Whether or when Johnson is replaced, the party is setting an ever-more determined course of war, austerity, authoritarianism and mass infection. Johnson’s letter defending his position to Tory MPs highlighted his government’s “reopen[ing] the economy speedily” during the COVID pandemic, “becom[ing] the first European country to help the Ukrainians” in the NATO war on Russia, and “striking an economic and migration partnership with Rwanda” tearing up the right to asylum as his major successes.
At a private meeting of Tory MPs, he said, “We all know you can’t spend your way out of inflation, and tax your way to create growth” and that Ukrainian president Volodymyr Zelensky had told him on the phone that morning that he wanted a “strong UK”. He announced during the day, “The UK will gift the Ukrainian Armed Forces multiple-launch rocket systems so they can effectively repel the continuing Russian onslaught.”
Johnson’s wartime prime minister pitch was not enough to prevent a no confidence motion because its appeal is muted by the universal support for war among his potential challengersand because someone widely known as a liar is badly placed to combat the absence of any popular pro-war sentiment in the population.
For this reason, the whole rotten show is being kept on the road by the efforts of the Labour Party to place the question of the hated Johnson government’s survival entirely in the hands of Tory MPs. Starmer told LBC radio Monday morning, “it’s in the national interest that he goes now.” Admitting having Johnson at the head of the Tory Party was widely considered an electoral boon for Labour, he went on, “But looking at the national interest, I think Tory MPs have got to step up, show leadership and get rid of him.”
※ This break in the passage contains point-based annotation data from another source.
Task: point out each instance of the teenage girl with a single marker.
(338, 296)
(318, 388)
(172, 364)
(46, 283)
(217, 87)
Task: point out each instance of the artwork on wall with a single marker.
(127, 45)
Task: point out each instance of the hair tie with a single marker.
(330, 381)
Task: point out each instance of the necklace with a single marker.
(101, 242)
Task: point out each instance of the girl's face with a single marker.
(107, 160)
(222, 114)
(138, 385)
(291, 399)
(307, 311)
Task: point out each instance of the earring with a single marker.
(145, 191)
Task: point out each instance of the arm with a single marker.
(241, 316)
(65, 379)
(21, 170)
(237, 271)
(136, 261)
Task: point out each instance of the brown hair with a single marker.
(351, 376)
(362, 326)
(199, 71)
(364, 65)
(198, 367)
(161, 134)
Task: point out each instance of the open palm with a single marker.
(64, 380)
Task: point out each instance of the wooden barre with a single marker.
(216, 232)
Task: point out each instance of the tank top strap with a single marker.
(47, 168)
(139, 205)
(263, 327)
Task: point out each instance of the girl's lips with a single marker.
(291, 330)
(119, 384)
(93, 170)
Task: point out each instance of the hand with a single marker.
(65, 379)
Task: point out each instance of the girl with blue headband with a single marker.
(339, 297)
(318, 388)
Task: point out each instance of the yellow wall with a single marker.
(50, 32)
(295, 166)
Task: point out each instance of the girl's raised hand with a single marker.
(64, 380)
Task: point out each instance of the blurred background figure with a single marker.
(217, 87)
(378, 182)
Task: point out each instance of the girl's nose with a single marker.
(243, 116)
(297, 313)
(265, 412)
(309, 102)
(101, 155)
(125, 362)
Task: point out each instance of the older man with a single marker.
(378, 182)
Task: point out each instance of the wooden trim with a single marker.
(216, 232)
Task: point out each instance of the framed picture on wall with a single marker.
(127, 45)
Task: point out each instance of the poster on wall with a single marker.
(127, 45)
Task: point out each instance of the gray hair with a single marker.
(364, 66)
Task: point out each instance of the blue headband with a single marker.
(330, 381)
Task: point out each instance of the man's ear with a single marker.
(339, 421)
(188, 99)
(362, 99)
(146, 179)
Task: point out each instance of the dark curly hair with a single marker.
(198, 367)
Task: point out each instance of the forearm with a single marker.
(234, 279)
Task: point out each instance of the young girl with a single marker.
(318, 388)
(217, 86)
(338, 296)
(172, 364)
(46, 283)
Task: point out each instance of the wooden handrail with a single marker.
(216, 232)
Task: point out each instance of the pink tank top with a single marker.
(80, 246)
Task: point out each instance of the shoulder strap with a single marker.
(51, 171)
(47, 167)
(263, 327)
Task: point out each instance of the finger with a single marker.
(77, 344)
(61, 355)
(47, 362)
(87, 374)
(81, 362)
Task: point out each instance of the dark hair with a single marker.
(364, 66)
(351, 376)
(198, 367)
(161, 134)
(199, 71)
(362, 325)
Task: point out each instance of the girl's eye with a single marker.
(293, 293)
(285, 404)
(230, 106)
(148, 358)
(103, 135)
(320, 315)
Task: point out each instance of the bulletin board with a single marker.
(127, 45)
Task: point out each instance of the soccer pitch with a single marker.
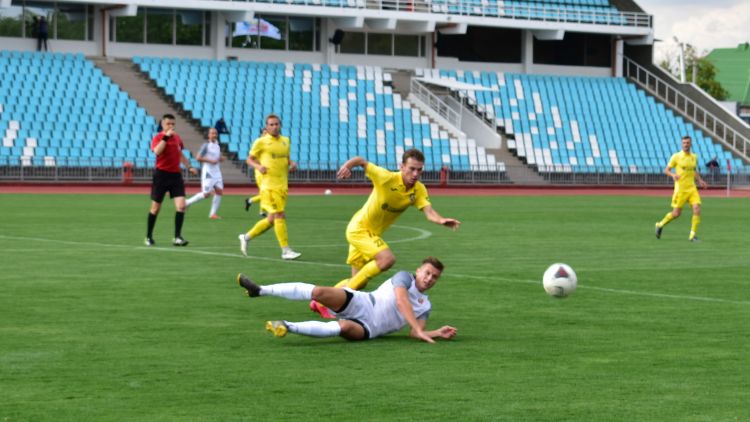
(95, 326)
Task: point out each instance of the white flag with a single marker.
(258, 27)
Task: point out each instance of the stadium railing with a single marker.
(704, 119)
(568, 12)
(320, 173)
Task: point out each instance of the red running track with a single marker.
(144, 189)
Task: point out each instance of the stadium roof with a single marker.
(733, 71)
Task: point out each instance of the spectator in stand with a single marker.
(42, 33)
(221, 127)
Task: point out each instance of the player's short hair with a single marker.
(414, 154)
(434, 262)
(273, 116)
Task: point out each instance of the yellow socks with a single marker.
(667, 218)
(342, 283)
(694, 225)
(282, 236)
(359, 281)
(259, 228)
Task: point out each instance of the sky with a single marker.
(706, 24)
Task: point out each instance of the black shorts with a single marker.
(164, 182)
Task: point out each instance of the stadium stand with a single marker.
(583, 124)
(330, 112)
(59, 110)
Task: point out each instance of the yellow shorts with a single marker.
(273, 200)
(681, 197)
(363, 246)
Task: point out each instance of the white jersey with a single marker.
(212, 151)
(378, 312)
(211, 173)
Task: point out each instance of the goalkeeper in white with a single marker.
(398, 302)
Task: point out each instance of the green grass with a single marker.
(94, 326)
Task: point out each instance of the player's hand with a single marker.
(423, 336)
(447, 332)
(344, 173)
(451, 222)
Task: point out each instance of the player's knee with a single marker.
(351, 330)
(386, 261)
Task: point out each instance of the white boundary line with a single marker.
(424, 234)
(610, 290)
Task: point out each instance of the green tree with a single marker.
(697, 70)
(705, 77)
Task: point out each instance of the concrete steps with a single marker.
(127, 76)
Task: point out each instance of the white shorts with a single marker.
(210, 183)
(361, 309)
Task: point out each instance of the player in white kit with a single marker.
(398, 302)
(211, 179)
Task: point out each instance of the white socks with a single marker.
(215, 205)
(315, 328)
(195, 198)
(291, 291)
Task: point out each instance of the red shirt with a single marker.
(169, 159)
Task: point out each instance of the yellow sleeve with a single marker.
(377, 174)
(421, 198)
(257, 149)
(672, 161)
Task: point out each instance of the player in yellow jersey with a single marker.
(270, 156)
(258, 181)
(685, 165)
(392, 194)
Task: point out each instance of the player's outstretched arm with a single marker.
(435, 217)
(447, 332)
(345, 171)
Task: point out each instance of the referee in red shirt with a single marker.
(168, 146)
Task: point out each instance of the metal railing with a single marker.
(701, 117)
(472, 8)
(325, 173)
(440, 107)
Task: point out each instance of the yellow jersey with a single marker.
(389, 198)
(685, 166)
(273, 154)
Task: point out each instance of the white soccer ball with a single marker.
(560, 280)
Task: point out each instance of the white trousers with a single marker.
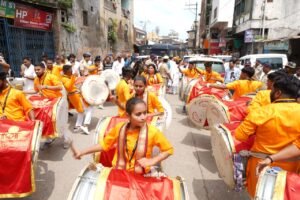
(86, 117)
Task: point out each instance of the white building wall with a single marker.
(225, 11)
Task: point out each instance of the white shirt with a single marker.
(117, 66)
(232, 74)
(29, 72)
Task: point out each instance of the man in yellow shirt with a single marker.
(243, 86)
(123, 93)
(211, 76)
(191, 71)
(48, 85)
(275, 127)
(13, 103)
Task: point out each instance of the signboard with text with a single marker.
(249, 36)
(7, 9)
(28, 17)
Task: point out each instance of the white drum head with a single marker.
(168, 111)
(94, 90)
(62, 116)
(197, 110)
(111, 78)
(217, 113)
(223, 149)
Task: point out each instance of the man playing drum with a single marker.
(135, 141)
(76, 100)
(48, 85)
(123, 93)
(243, 86)
(14, 105)
(191, 72)
(274, 126)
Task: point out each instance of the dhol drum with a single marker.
(225, 150)
(94, 90)
(105, 124)
(277, 184)
(197, 110)
(225, 111)
(111, 78)
(19, 147)
(107, 183)
(52, 112)
(199, 88)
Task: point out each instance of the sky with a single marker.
(167, 14)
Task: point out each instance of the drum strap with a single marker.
(5, 100)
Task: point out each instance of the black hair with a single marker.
(207, 64)
(27, 58)
(288, 85)
(141, 78)
(131, 104)
(152, 65)
(127, 72)
(249, 71)
(42, 65)
(272, 76)
(71, 56)
(66, 68)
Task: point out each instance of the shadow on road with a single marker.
(216, 190)
(197, 140)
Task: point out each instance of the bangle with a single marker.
(270, 159)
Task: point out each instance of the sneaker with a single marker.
(85, 130)
(77, 129)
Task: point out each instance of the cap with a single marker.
(291, 65)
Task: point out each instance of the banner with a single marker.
(28, 17)
(7, 9)
(16, 175)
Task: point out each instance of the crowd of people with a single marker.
(272, 114)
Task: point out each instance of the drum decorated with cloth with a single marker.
(19, 148)
(105, 124)
(197, 110)
(94, 90)
(225, 111)
(225, 148)
(52, 112)
(107, 183)
(111, 78)
(277, 184)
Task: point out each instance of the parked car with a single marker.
(217, 64)
(277, 61)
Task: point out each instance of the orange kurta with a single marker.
(49, 80)
(123, 95)
(17, 106)
(153, 79)
(74, 95)
(275, 127)
(153, 104)
(155, 138)
(242, 87)
(190, 73)
(212, 77)
(262, 98)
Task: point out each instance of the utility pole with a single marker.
(194, 7)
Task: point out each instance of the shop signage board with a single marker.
(29, 17)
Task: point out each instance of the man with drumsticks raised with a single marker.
(48, 85)
(275, 127)
(14, 105)
(76, 100)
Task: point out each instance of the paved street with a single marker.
(57, 170)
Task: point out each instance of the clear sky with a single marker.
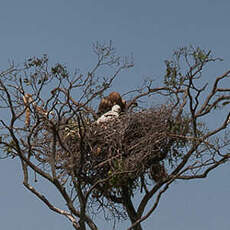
(150, 30)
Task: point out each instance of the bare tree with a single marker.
(101, 168)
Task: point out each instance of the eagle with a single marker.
(108, 102)
(110, 115)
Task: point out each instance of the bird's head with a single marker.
(116, 108)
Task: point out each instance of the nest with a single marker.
(119, 152)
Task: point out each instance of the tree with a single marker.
(101, 168)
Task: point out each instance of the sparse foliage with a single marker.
(101, 168)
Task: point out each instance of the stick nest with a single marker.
(119, 152)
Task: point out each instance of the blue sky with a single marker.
(150, 30)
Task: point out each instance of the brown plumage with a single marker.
(27, 98)
(108, 102)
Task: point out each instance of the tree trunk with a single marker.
(127, 203)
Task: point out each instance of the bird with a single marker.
(110, 115)
(108, 102)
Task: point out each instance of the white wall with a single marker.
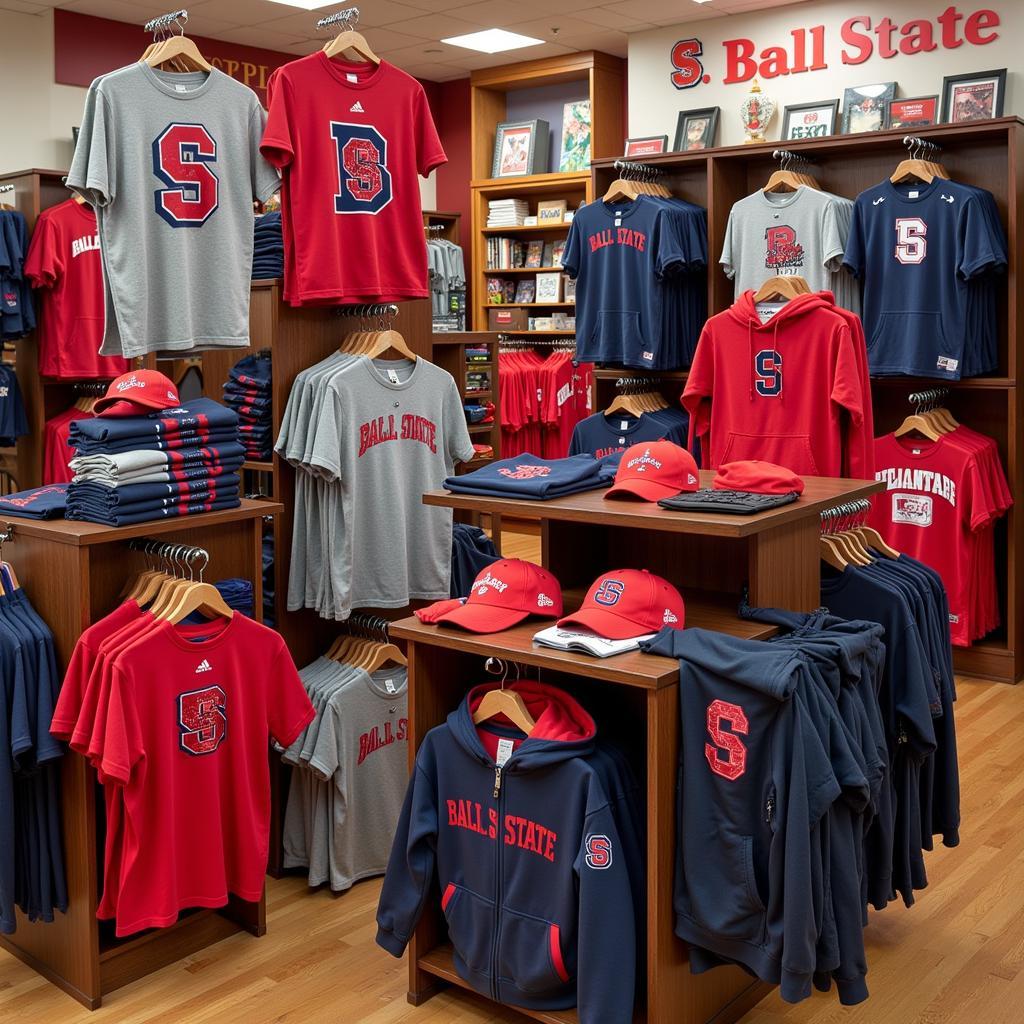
(38, 115)
(654, 101)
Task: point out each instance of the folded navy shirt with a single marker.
(535, 478)
(36, 503)
(98, 494)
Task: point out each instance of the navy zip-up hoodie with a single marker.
(534, 882)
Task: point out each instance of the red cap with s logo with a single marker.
(627, 603)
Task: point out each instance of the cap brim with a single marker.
(125, 407)
(483, 617)
(649, 491)
(605, 624)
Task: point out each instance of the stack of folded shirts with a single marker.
(248, 392)
(172, 462)
(268, 248)
(527, 476)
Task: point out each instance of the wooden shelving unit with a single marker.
(633, 696)
(76, 951)
(987, 154)
(600, 77)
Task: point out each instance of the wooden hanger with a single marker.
(178, 50)
(622, 190)
(384, 652)
(626, 403)
(920, 423)
(384, 341)
(350, 41)
(781, 288)
(507, 702)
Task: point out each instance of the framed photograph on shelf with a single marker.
(696, 129)
(919, 112)
(864, 107)
(525, 291)
(551, 211)
(810, 120)
(648, 145)
(974, 97)
(549, 288)
(520, 148)
(576, 136)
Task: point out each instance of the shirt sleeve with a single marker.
(429, 153)
(832, 239)
(570, 257)
(853, 255)
(122, 738)
(728, 258)
(975, 244)
(324, 759)
(276, 144)
(43, 265)
(289, 710)
(264, 177)
(93, 173)
(457, 440)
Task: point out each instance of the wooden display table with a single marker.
(634, 697)
(74, 573)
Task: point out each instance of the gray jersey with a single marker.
(361, 751)
(388, 431)
(171, 164)
(782, 235)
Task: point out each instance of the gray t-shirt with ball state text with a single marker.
(171, 164)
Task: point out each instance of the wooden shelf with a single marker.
(592, 506)
(531, 229)
(439, 963)
(526, 305)
(709, 611)
(72, 531)
(524, 269)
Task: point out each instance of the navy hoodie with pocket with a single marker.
(534, 881)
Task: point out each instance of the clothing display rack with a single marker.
(92, 563)
(984, 154)
(634, 696)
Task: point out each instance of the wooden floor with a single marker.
(955, 957)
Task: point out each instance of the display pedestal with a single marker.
(74, 573)
(634, 697)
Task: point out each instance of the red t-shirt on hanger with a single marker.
(350, 140)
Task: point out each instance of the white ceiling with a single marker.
(408, 32)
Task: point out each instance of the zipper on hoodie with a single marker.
(499, 886)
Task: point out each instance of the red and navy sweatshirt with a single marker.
(534, 880)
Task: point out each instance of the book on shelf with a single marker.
(549, 288)
(525, 291)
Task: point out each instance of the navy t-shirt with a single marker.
(617, 253)
(601, 434)
(915, 247)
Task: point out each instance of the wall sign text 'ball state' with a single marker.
(861, 38)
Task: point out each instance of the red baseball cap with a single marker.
(653, 470)
(758, 477)
(504, 594)
(137, 392)
(627, 603)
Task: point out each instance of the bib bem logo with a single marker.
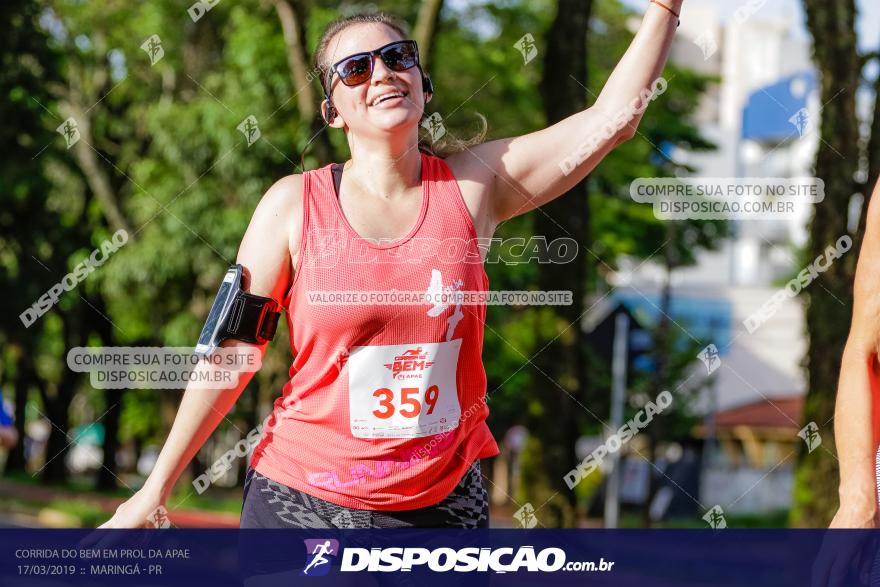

Labour’s Shadow Health Secretary Wes Streeting appealed to Tory MPs on Radio 4’s Today programme: “Get on with the job of government. Give the country the prime minister it deserves.”
As far as Labour makes any independent pitch, it is to portray itself as the genuine party of the national interest. On Sunday, the party’s culture secretary Lucy Powell published an article in the Observer using the Jubilee as an occasion to proclaim Labour the party of “patriotic principles” which “puts Britain first.” To prove Labour’s credentials, Powell explains, “If 10 years ago we had invested in our own capacity for 5G technology, say, we would not find ourselves at the mercy of Huawei and the Chinese Communist party today. If the Tories hadn’t effectively banned onshore wind in the UK, we would produce more additional energy than we import from Russia.”
To push this agenda, Labour as much as the Tories depends on the trade unions to suppress the class struggle and keep the working class out of the political arena. But the potential for changing this situation is emerging, as key sections of workers on the rail network, BT and elsewhere look to mount strikes against efforts to hold down wages amid a worsening cost-of-living crisis. This creates the basis for a movement that will get rid of the Tory government, whichever political criminal leads it.